LA FEMME SUR LA LUNE (1929)

Après Metropolis, Fritz Lang décline une autre thématique clé de la science-fiction en transportant ses héros dans l'espace

FRAU IM MOND

1929 – ALLEMAGNE

Réalisé par Fritz Lang

Avec Wiilly Fritsch, Gerda Maurus, Klaus Pohl, Fritz Rasp, Gustl Gstettenbaur, Gustav von Wangenheim, Tilla Durieux

THEMA SPACE OPERA

Dernier film muet de Fritz Lang, La Femme sur la Lune s’inspire d’un roman de Thea Von Harbou, alors épouse du cinéaste, et réutilise des idées non retenues pour l’une des premières versions de Metropolis, dans laquelle le héros s’envolait vers les étoiles. « Pour le génie humain, rien n’est impossible, tout est question de temps », nous annonce un carton en début de film.

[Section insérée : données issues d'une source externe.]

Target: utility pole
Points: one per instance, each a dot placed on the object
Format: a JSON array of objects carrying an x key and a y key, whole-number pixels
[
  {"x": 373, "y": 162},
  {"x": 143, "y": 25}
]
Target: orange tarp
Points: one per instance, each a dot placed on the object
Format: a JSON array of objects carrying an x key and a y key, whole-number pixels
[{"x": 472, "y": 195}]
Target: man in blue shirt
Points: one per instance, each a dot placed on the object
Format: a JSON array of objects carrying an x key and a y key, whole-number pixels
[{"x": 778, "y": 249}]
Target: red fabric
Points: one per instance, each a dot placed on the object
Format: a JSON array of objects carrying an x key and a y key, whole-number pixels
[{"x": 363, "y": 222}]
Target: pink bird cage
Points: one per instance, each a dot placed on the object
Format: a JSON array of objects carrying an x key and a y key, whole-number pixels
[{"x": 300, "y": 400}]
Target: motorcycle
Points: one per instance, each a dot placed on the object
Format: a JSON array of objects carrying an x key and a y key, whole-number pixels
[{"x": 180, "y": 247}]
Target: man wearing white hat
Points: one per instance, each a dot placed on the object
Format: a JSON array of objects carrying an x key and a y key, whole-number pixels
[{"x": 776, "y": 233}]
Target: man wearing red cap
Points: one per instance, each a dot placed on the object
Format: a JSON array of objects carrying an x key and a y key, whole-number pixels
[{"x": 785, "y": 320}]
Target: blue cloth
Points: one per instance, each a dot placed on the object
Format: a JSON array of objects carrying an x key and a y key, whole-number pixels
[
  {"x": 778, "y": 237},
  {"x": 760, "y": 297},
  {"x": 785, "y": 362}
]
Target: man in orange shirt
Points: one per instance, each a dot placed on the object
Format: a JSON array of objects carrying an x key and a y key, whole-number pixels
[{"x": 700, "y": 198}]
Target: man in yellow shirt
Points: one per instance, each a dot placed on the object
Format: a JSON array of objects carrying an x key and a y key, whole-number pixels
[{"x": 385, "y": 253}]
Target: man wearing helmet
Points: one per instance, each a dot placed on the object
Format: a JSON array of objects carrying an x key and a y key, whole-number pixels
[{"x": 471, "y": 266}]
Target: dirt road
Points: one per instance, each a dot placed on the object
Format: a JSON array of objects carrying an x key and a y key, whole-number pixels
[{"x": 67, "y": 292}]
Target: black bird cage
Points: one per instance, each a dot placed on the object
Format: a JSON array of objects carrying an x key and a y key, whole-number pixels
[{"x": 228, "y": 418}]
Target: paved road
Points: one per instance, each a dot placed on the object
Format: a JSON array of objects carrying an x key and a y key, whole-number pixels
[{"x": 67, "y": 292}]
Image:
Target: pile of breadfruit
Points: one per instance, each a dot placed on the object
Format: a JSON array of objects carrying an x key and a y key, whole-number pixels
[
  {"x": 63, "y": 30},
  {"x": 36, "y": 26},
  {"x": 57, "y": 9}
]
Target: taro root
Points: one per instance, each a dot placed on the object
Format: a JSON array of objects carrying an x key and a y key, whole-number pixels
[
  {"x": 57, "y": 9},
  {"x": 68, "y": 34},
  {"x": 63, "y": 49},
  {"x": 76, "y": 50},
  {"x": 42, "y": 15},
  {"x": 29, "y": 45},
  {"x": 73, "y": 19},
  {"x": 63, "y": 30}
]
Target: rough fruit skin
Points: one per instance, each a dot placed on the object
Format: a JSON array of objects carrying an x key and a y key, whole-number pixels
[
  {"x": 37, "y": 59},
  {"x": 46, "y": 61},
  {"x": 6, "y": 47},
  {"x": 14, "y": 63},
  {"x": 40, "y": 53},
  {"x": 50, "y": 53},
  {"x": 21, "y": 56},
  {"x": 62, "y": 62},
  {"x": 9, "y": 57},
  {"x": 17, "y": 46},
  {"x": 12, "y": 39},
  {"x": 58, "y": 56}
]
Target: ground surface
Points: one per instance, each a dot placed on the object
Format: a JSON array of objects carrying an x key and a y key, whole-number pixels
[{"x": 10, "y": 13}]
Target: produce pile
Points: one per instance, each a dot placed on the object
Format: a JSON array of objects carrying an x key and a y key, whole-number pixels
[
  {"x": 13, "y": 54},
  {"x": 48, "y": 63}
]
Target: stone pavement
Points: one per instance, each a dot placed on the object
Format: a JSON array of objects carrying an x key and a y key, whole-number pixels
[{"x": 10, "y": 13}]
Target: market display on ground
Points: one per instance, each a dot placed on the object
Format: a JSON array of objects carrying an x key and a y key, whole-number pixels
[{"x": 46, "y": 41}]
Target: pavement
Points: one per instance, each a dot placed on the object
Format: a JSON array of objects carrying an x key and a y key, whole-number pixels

Nous faisons alors connaissance avec le vieil astronome Georg Manfeldt (Klaus Pohl), tombé dans la misère depuis le discrédit que lui apporta en 1896 sa théorie sur la teneur en or des montagnes lunaires. « Votre cerveau est inversement proportionnel à votre sénilité » avait-il alors rageusement déclaré à ses confrères moqueurs.

Un jour, son ami Wolf Helius (Willy Fritsch) lui annonce sa décision de partir vers la Lune pour prouver sa théorie. Mais des hommes d’affaire déterminés et appâtés par le gain dérobent le précieux manuscrit de Manfeldt, fruit d’années de labeur et de recherches, ainsi que le contenu du coffre-fort d’Helius, à l’intérieur duquel se trouvaient les images filmées par une fusée d’exploration lancée vers la Lune. Pour éviter que ses travaux ne soient détruits, Helius accepte de s’embarquer pour le compte des puissants malfaiteurs à bord d’une fusée de son invention. Il dirige un équipage composé du professeur Manfeldt, d’un des malfrats, le sinistre Turner (Fritz Rasp), mais aussi de l’étudiante en astronomie dont il est follement épris, Friede (Gerda Maurus), et de l’homme qu’elle a choisi d’épouser, Windegger (Gustav von Waggenheim). Face à la presse et à la foule en délire, le vaisseau spatial s’apprête à s’élever dans les cieux… 

« Pour le génie humain, rien n'est impossible… »

Incroyablement prophétiques si l’on considère les connaissances en astrophysique de l’époque, les visions du compte à rebours, du décollage de la fusée et de la séparation de la capsule spatiale à mi-parcours font indiscutablement de La Femme sur la Lune le premier film de « hard science ». Les effets spéciaux remarquables d’Oskar Fischinger et Konstantin Tschetwerikoff, mélange de portions de décor grandeur nature, de maquettes et de trucages optiques, sont ainsi guidés par une extrême rigueur scientifique. En quête de réalisme, Fritz Lang demande conseil à Hermann Oberth, un spécialiste en aéronautique qui décidera quelques années plus tard de mettre son savoir au service des nazis. Après un voyage mouvementé, l’aspect documentaire du récit s’estompe peu à peu au profit du mélodrame, dans la mesure où les rivalités amoureuses et les trahisons s’exacerbent sur la Lune. Mais l’intérêt du film n’en est pas émoussé pour autant, grâce aux perpétuelles inventions d’un cinéaste au sommet de son art, et à une direction artistique de haut niveau muant notre satellite naturel en décor de pure fantaisie à l’atmosphère tout à fait respirable, riche en marécages bouillonnants, en rochers escarpés et en cavernes souterraines. Il n’est d’ailleurs pas exclu que le dessinateur Hergé se soit largement inspiré de ce classique de la science-fiction pour concocter vingt ans plus tard deux des aventures les plus célèbres de Tintin, « Objectif Lune » et « On a Marché sur la Lune ».